How Journals Portray Organ Donation

 

This refers to deceased organ donation, but based on my copious files and two short analyses I’ve done of articles arriving via google alerts, this is applicable to living donation as well.

 

In their book Spare Parts, published in 1992, Fox and Swazey criticized various aspects of organ transplantation, including the routinization of the procedure, ignorance regarding its inherent uncertainties, and the ethos of transplant professionals. Using this work as a frame of reference, we analyzed articles on organ transplantation published in internal medicine and transplantation journals between 1995 and 2008 to see whether Fox and Swazey’s critiques of organ transplantation were still relevant…

 

In our sample, organ transplantation was described in positive terms and was presented as a routine treatment.
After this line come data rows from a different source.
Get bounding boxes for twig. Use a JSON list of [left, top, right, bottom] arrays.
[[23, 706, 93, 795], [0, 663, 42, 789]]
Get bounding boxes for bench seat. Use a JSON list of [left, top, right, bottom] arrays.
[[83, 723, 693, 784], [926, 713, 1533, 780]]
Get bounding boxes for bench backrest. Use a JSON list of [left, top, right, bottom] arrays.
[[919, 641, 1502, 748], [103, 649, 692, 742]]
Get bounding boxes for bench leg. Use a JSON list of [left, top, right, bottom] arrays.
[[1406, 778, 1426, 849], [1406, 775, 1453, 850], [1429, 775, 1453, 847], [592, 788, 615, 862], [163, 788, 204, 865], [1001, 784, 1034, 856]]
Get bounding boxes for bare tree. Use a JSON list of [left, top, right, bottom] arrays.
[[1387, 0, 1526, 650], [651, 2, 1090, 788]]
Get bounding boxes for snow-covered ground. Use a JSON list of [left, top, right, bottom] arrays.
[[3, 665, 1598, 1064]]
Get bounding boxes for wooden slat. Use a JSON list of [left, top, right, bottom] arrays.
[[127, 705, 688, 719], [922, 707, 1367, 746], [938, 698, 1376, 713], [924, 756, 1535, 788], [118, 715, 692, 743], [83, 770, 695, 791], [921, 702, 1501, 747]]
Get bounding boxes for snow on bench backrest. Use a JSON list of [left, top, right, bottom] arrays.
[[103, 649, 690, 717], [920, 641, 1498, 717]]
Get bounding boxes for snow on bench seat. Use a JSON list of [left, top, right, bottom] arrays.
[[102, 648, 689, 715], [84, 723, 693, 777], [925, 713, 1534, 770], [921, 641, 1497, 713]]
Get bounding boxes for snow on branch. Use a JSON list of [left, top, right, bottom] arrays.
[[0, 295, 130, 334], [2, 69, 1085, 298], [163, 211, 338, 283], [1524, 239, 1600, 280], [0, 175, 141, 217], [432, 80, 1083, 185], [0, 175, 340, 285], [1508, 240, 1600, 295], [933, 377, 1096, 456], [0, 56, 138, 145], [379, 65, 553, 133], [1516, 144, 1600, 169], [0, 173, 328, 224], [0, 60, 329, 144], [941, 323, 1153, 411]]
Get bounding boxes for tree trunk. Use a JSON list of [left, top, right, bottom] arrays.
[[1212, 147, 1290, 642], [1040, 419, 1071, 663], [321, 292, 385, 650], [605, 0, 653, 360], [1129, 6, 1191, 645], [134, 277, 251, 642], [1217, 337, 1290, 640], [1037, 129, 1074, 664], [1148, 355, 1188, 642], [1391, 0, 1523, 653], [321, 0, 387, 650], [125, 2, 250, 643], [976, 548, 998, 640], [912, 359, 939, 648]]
Few articles addressed ethical issues, patients’ experiences and uncertainties related to organ transplantation. The internal medicine journals reported on more ethical issues than the transplantation journals. The most important ethical issues discussed were related to the justice principle: organ allocation, differential access to transplantation, and the organ shortage…

 

The various portrayals of organ transplantation in our sample of articles suggest that Fox and Swazey’s critiques of the procedure are still relevant.

 

More specifically:

 

Most of the wording associated with the evolution of organ transplantation was very positive and even emphatic. The most frequently used terms were “success” (18 articles) and “improvement” (21 articles). The successes of organ transplantation were described as “remarkable”, “unprecedented”, “great”, and “striking”.

 

The word “advance” was also used to describe all the improvements that have occurred in the field of transplantation, which have translated into positive outcomes for patients and organ survival

 

Although many advances and improvements have been made in the field of organ transplantation, which explain its successes, the practice is also described as a routine treatment (19 articles). It has become “commonplace”, “standard-of-care”, a “standard practice”, an “established” therapy and an “accepted treatment”

 

Ethics (emphasis mine):

A total of 84 articles in the internal medicine journals (24.1%) and 23 articles in the transplantation journals (6.6%) addressed ethical issues.